I just want to laugh at a trailer and now I’m threatened with perjury?
Apparently its a Digital Millennium Copyright Act and I could be breaking the law for doing a screen capture?
Are you confused?
Don’t be.
Let’s help you Know a Little more about the DMCA.
Since the Internet became more than just something university IT experts used, worries about copyright violations on the internet have existed.
Digital content is infinitely copyable and the internet makes it infinitely transferable. That’s a nightmare for businesses built on physical limitations to copying, like music, movies and others.
To extend these older business models onto the internet, companies use digital rights management or DRM. This is a name for varying ways of trying to lock up content so that only a user who is authorized to view it can. It’s an attempt to make it not be infinitely copyable. DRM is tricky though because you have to balance access for the person who does have the right– like a paying customer– with denying access to anyone who doesn’t. Those are cross-purposes. If you leave a door open for authorized viewers, eventually unauthorized viewers will figure a way into it.
So the industry quickly turned to the law, and we get the Digital Millennium Copyright Act. Or DMCA. While this is only a law in the US, it affects anyone who publishes content in the US, such as on YouTube and has provided a model for laws like it around the world.

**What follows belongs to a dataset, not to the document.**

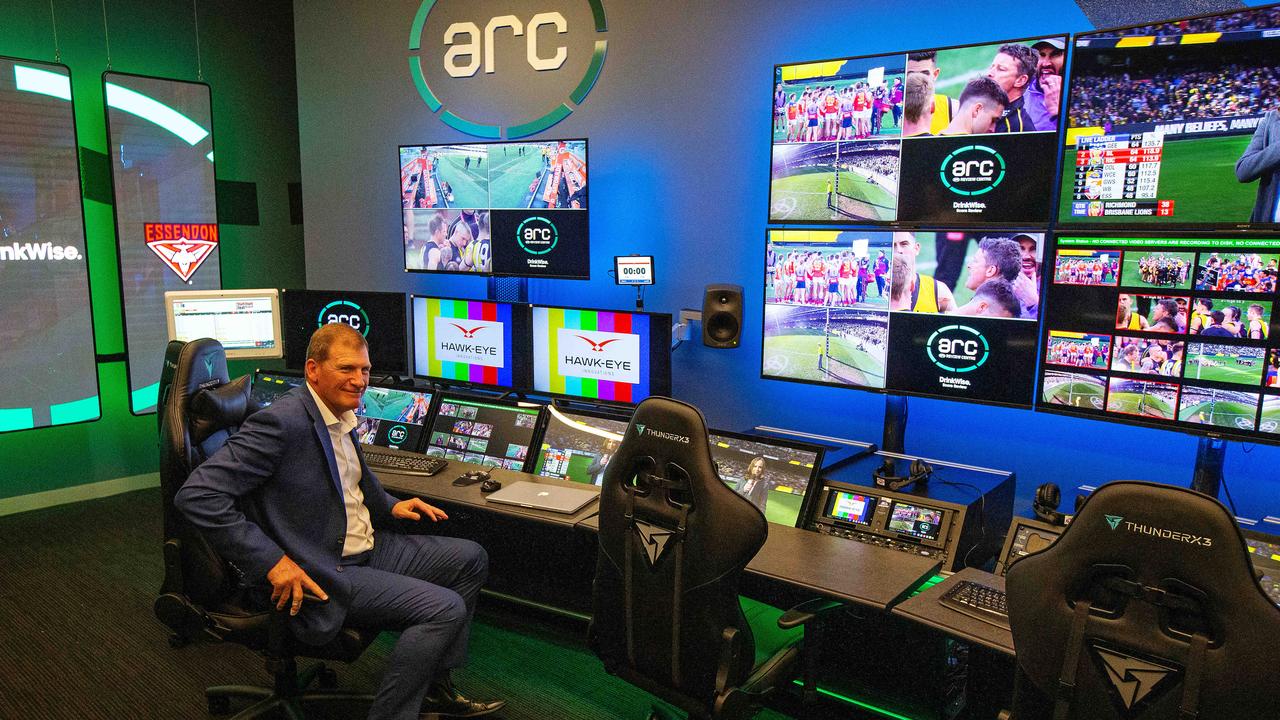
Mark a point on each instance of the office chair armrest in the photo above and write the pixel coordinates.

The problem it solves is that no matter what digital locks you put on a file, someone can figure out a way to break them. So the law fixes this by making it illegal to break them.

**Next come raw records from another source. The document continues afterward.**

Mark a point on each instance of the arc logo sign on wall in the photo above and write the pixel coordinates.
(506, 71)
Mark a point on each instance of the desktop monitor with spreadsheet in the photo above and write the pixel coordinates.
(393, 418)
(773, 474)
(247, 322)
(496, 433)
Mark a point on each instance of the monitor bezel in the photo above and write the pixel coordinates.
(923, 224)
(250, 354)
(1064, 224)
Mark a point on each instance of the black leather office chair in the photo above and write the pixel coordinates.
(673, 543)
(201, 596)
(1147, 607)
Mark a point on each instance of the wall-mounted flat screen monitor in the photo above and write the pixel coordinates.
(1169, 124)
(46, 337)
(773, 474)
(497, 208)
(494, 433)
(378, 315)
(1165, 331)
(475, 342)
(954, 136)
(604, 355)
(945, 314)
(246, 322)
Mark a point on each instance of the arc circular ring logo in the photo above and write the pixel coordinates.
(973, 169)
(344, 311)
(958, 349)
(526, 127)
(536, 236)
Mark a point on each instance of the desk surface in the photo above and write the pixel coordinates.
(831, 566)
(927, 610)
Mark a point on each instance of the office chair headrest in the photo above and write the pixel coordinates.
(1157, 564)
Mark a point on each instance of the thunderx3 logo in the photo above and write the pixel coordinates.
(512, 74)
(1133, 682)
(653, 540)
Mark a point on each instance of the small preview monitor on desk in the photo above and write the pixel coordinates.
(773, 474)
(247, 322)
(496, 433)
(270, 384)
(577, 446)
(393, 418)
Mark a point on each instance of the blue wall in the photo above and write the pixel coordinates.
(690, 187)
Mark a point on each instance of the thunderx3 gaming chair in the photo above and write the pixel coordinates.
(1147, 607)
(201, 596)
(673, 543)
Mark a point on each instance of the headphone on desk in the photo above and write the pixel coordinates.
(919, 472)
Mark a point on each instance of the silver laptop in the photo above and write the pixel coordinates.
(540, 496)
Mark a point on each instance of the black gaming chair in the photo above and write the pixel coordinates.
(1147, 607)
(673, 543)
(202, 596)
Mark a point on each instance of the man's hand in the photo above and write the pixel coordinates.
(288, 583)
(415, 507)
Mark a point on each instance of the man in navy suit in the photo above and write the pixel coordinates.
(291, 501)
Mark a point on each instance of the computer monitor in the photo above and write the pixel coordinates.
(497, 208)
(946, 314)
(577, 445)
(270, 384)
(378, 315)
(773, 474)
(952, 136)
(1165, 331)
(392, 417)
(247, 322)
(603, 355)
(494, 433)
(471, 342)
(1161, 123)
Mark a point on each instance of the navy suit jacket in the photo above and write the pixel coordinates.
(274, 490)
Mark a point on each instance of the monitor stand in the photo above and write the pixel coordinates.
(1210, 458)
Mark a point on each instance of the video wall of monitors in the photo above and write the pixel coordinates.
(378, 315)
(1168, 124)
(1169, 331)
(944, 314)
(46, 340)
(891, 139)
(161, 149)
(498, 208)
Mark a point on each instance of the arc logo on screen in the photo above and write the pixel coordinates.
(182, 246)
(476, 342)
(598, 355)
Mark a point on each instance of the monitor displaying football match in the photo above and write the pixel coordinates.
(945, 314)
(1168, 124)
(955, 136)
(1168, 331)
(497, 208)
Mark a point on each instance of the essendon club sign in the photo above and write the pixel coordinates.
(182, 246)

That’s one of the main misunderstandings about the DMCA. It doesn’t just make unauthorized access illegal. That was already illegal under copyright law. It makes circumventing access protections illegal, punishable by fines and imprisonment.

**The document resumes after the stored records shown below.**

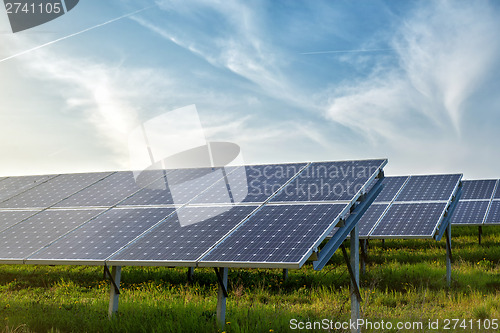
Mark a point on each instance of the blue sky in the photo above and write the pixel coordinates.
(414, 81)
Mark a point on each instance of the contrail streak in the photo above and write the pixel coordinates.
(74, 34)
(347, 51)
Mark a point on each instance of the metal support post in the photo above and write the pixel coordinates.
(285, 274)
(221, 296)
(114, 292)
(190, 274)
(355, 296)
(448, 254)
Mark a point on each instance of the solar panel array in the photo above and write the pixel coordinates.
(249, 216)
(409, 207)
(479, 204)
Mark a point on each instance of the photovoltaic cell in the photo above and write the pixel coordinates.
(104, 235)
(477, 189)
(177, 187)
(370, 218)
(494, 213)
(172, 242)
(410, 220)
(53, 191)
(329, 181)
(9, 218)
(12, 186)
(252, 184)
(391, 186)
(108, 191)
(277, 234)
(469, 212)
(429, 188)
(40, 230)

Copyright holders can seek up to $2,500 per violation, or statutory damages up to $25,000. Repeat offenders can face more. If you are accused of willfully violating the DMCA for personal or commercial financial gain, you can be tried as a criminal offender. A first-time criminal DMCA violator can face a fine of up to $500,000, up to five years in jail, or both. Repeat offenders can be fined up to a million dollars and up to ten years in prison.
Screen capturing is a circumvention of the DMCA in some cases. Keep that in mind.
The DMCA was passed as an amendment to the US Copyright Act in 1998. It implemented two 1996 treaties of the World Intellectual Property Organization.
It makes it illegal to produce or disseminate (even if you give them away free) any device or service INTENDED to circumvent measures that control access to copyrighted works. Courts decide whether a device or service is intended to do this. Because you know, computers can do this, but it’s not their sole intention. And that’s why screen-capturing software is not just illegal.
The other aspect of the DMCA is it makes it illegal to circumvent access control EVEN IF copyright is not infringed. Yep. If you have a fair use for something, like making a backup of a DVD, it is illegal under the DMCA to circumvent copyright protection in order to make fair use of that backup. The DMCA includes some limited exemptions such as for security research and government research but they are few.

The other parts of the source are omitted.